Clallam County Health and Human Services employees and the staff of the private school worked Friday to determine which children and their families could be at risk of measles.
All those who were in the clinic waiting room Wednesday have been contacted, Locke said, and anyone who was a candidate for vaccination was vaccinated or otherwise treated, Locke said.
Babies too young to be vaccinated and older unvaccinated children were given emergency inoculations of gamma globulin, a temporary form of immunity, late Thursday after the case was confirmed. At least four people received this treatment, Locke said.
The measles vaccine is not effective outside a 72-hour window post-exposure, he said.
Locke said he could not reveal the time and place the man and the girl came into contact or the man’s place of employment.
He said that the man and girl were not members of the same family.
Tracing the man’s movements led health authorities to 96 people with whom he had come in contact — including a toll-taker on the Tacoma Narrows Bridge, Burks said.
Meanwhile, the source of Clallam County’s measles cases remains a mystery.
“The true index [first] case is where the 52-year-old man got it from,” Burks said.
The genotype of the virus that infected both the man and the girl Locke said the genotype is of “a new strain that hasn’t been detected in the state before” but that is common in Asia and the Philippines.
It is not the same as those of viruses that have turned up in Grays Harbor County and Vancouver, B.C. or as that of the so-called Disneyland outbreak that emerged in late December.
Measles vaccine is effective against all strains, he added.
Measles once was a common childhood disease that largely disappeared thanks to required immunization of schoolchildren.
However, Washington is one of 20 states that allow parents to exempt their children from vaccinations for personal, medical or religious reasons.
Nearly 20 percent of Clallam County kindergartners and more than 52 percent of such students in Jefferson County lacked complete immunity, according to statistics compiled by Clallam County Health and Human Services for the 2011-12 school year.
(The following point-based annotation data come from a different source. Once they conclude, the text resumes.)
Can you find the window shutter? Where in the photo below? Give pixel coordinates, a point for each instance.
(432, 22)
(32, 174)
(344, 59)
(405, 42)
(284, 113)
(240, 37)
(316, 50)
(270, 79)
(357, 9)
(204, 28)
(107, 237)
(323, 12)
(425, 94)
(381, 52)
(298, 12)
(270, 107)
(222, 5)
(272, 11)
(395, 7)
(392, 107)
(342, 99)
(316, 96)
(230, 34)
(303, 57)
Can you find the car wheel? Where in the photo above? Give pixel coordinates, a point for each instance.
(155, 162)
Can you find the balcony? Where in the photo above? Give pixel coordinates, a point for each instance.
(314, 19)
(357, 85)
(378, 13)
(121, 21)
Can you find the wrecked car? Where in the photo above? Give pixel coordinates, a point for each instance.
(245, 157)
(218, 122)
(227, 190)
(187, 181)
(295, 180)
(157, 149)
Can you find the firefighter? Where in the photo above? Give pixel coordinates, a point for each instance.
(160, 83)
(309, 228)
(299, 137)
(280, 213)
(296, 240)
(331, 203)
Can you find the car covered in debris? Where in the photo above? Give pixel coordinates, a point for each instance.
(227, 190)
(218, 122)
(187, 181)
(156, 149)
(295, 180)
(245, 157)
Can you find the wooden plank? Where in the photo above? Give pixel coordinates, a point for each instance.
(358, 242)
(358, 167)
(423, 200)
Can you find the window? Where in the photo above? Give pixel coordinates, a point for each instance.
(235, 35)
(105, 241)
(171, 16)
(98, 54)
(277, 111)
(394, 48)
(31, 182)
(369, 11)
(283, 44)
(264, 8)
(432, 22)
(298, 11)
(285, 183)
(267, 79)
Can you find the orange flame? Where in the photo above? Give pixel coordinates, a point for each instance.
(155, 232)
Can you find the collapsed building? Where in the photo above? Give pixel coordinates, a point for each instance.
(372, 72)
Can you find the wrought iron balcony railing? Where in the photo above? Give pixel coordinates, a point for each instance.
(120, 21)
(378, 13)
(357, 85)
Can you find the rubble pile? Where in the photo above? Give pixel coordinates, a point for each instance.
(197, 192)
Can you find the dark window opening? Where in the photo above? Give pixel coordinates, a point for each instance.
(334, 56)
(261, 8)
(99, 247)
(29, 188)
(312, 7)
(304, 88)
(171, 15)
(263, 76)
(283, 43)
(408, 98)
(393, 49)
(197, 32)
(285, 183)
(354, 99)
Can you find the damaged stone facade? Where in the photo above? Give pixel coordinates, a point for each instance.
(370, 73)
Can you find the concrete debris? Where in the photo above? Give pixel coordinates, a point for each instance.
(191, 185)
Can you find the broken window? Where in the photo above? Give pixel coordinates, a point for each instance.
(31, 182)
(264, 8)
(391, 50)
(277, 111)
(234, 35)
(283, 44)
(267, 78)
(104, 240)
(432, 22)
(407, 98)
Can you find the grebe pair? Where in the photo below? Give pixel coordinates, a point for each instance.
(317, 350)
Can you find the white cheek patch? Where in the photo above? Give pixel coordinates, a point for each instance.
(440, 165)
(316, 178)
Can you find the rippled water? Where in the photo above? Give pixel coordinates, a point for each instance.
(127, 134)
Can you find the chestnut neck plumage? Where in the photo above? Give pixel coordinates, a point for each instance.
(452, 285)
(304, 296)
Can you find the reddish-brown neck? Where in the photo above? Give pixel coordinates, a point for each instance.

In Clallam County, about 7.2 percent of all school children were exempt from vaccinations in the 2013-2014 school year, according to state figures.
That means that their parents submitted signed forms citing medical, religious or personal reasons for not immunizing their kids.
Jefferson County has a 12.8 exemption rate.
At Olympic Christian during the 2011-12 school year, 18.4 percent of students, or 19 total pupils out of 82, were exempt, all for parents’ personal reasons.
Gary Rude, principal administrator at Olympic Christian, said those levels remain about equal in the current school year.
He said the school was closed Friday but probably would reopen after the Presidents Day holiday, although he would need to talk with the board of directors first.
As for the school’s teachers, “my sense of that is they’ve all had their shots,” Rude said.
That means they not only will not get measles, they cannot carry the virus, according to Locke.
“There is no carrier state with measles,” he said.
“If you’re immunized, you have nothing to worry about. If you’re not immunized, you should reconsider that decision.”
The child’s illness is the fifth measles case in Washington state this year. Nationally, at least 125 cases in 17 states and Washington, D.C., have been reported.
“With a second case of measles in the community and the possibility of more in the near future, all Clallam County residents should assess whether they are immune to measles,” Burks and Locke said in a news release.
“If they are in need of vaccination, they should make plans to receive it at their earliest opportunity.”